Hofer würde neuen SPÖ-Kanzler akzeptieren. Norbert Hofer, Bundespräsidentschaftskandidat der FPÖ, würde als Bundespräsident bei einem Wechsel an der SPÖ-Spitze einen neuen roten Kanzler angeloben: Das stellte der Dritte Nationalratspräsident im APA-Interview klar, um allfällige Befürchtungen zu zerstreuen, dass er einen entsprechenden Vorschlag der Sozialdemokraten nicht akzeptieren würde. Um Abgrenzung ist Hofer zu den vom Verfassungsschutz als rechtsextrem eingestuften „Identitären“ bemüht: „Ich will mit diesen Leuten nichts zu tun haben.“
Fleischhacker: Hoffentlich sind die Koalitionsabkommen mit der FPÖ schon fertig

Luftangriff auf Flüchtlingslager in Syrien. Bei einem Luftangriff auf ein Flüchtlingslager in einem von Rebellen kontrollierten Gebiet im syrischen Grenzgebiet zur Türkei sind mindestens 28 Menschen getötet worden. Dies teilten am Donnerstag Aktivisten der Syrischen Beobachtungsstelle für Menschenrechte mit. Unter den Toten seien Frauen und Kinder, fügte die Organisation hinzu. Es sei zu befürchten, dass die Opferzahl noch steigen werde.
NZZ-Korrespondentin Bolliger über die brüchige Waffenruhe von Aleppo

Erster Prozess wegen sexuellen Übergriffs in Köln. Vier Monate nach den Diebstählen und massenhaften Übergriffen auf Frauen in der Kölner Silvesternacht muss sich am Freitag erstmals ein Angeklagter wegen eines Sexualdelikts vor Gericht verantworten.

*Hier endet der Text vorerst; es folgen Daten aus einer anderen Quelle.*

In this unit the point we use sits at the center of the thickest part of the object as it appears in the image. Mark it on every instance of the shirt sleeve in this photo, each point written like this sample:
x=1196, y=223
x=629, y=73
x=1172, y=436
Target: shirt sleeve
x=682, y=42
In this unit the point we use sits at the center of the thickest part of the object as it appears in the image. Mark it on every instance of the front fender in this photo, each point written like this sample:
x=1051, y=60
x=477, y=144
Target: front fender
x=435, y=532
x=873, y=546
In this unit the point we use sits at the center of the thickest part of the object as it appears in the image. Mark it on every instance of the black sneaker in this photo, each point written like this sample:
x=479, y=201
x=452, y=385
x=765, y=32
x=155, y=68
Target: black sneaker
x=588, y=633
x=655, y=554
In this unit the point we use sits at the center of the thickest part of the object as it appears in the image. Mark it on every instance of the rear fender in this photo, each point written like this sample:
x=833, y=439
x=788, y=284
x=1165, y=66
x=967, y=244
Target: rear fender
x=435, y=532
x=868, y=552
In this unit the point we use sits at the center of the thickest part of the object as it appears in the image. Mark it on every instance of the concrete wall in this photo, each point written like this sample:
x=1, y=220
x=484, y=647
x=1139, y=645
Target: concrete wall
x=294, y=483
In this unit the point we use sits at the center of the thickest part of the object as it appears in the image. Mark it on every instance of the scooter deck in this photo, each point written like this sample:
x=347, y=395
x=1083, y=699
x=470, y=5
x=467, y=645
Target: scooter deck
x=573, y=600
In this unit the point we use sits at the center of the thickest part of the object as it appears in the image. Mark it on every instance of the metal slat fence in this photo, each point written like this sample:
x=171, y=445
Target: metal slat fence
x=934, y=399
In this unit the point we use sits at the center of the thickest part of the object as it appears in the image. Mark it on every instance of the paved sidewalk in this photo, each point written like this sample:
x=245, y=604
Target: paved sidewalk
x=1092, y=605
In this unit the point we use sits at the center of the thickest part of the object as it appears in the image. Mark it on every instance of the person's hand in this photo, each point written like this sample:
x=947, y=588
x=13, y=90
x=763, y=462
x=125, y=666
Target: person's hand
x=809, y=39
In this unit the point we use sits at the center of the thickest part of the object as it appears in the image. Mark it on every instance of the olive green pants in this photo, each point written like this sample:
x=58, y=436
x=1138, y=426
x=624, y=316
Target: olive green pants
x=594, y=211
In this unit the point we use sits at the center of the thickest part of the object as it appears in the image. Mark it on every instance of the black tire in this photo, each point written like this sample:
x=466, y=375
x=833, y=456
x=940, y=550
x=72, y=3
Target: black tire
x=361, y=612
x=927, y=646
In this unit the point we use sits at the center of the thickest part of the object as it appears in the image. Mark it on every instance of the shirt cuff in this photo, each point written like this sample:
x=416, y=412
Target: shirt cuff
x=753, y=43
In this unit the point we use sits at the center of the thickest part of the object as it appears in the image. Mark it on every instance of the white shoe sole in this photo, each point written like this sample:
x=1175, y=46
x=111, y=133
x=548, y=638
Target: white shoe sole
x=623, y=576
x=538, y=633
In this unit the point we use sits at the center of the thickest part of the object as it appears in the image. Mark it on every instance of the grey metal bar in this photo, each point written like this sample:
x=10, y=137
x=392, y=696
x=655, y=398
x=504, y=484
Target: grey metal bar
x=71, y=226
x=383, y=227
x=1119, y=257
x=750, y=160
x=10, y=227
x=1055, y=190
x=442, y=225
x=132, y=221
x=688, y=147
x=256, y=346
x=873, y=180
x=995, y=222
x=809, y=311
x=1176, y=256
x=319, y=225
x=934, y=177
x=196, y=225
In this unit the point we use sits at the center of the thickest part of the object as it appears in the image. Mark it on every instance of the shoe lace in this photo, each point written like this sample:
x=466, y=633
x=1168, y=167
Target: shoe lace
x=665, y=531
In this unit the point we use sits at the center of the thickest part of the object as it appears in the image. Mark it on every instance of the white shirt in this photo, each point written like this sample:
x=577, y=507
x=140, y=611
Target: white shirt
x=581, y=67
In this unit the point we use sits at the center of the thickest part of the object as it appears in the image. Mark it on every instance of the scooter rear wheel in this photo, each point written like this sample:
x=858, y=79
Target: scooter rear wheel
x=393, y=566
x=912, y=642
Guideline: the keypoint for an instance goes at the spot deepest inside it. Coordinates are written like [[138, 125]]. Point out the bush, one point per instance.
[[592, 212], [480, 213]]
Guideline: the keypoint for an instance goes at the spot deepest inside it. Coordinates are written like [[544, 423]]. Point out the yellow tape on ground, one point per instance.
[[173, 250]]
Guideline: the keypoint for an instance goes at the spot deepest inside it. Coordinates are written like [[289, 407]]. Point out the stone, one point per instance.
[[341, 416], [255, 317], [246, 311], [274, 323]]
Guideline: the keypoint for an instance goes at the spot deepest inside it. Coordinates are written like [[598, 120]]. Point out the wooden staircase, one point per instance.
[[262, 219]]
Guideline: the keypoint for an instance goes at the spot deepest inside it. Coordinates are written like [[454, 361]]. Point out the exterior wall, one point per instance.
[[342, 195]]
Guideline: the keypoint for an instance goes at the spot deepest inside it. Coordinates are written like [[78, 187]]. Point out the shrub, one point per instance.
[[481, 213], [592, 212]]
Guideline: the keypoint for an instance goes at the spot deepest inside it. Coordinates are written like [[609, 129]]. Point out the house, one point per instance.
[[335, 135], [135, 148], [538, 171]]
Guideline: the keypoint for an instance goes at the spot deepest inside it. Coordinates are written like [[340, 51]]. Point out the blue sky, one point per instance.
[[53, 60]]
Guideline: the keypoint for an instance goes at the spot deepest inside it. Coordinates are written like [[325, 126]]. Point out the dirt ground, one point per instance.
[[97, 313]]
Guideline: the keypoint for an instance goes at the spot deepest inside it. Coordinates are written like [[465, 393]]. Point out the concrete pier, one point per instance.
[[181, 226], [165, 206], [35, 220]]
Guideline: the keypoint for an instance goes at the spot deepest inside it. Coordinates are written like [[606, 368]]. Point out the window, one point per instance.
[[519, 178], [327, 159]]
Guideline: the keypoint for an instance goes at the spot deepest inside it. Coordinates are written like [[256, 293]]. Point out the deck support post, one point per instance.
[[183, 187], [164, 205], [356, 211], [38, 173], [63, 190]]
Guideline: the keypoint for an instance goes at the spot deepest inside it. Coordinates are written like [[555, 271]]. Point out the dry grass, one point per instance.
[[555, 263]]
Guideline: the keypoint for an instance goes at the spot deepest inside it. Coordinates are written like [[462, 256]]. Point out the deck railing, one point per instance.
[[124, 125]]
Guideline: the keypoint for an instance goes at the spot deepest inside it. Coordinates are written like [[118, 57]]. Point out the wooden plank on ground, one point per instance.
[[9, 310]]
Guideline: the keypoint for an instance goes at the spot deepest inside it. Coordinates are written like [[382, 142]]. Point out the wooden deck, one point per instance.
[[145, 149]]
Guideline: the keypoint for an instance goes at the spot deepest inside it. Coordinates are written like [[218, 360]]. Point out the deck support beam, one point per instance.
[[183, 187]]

Die Staatsanwaltschaft wirft dem 26-jährigen Algerier versuchte sexuelle Nötigung und Diebstahlsdelikte vor. Er soll mit etwa zehn Männern am Kölner Hauptbahnhof eine 26-Jährige umzingelt haben.

Karlspreis für den Papst. Franziskus wird am Freitag für seine besonderen Verdienste um Europa mit dem Aachener Preis geehrt. Die Zeremonie, an der unter anderem Deutschlands Bundeskanzlerin Angela Merkel und EU-Parlamentspräsident Martin Schulz teilnehmen, findet im Apostolischen Palast des Vatikans statt. Höhepunkt soll die Rede des Papstes sein. Beobachter erwarten, dass Franziskus dabei zu einer Erneuerung Europas und zur Rückkehr zu Idealen und Werten der europäischen Gesellschaft aufrufen wird.
Franziskus, der Retter Europas? (Handelsblatt)

Kanada evakuiert Tausende wegen Waldbränden. Kanada wollte noch am Donnerstag (Ortszeit) bis zu 25.000 Menschen aus der von Waldbränden bedrohten Stadt Fort McMurray ausfliegen. Die Menschen drohten im Norden der Stadt von den Bränden eingeschlossen zu werden, teilte der Katastrophenschutz der Provinz Alberta mit. Sie sollten mit Flugzeugen der Regierung und der Ölindustrie in Sicherheit gebracht werden. Wegen der verheerenden Waldbrände hatten die Behörden in der Nacht zum Mittwoch die komplette Evakuierung der rund 100.000-Einwohner-Stadt angeordnet.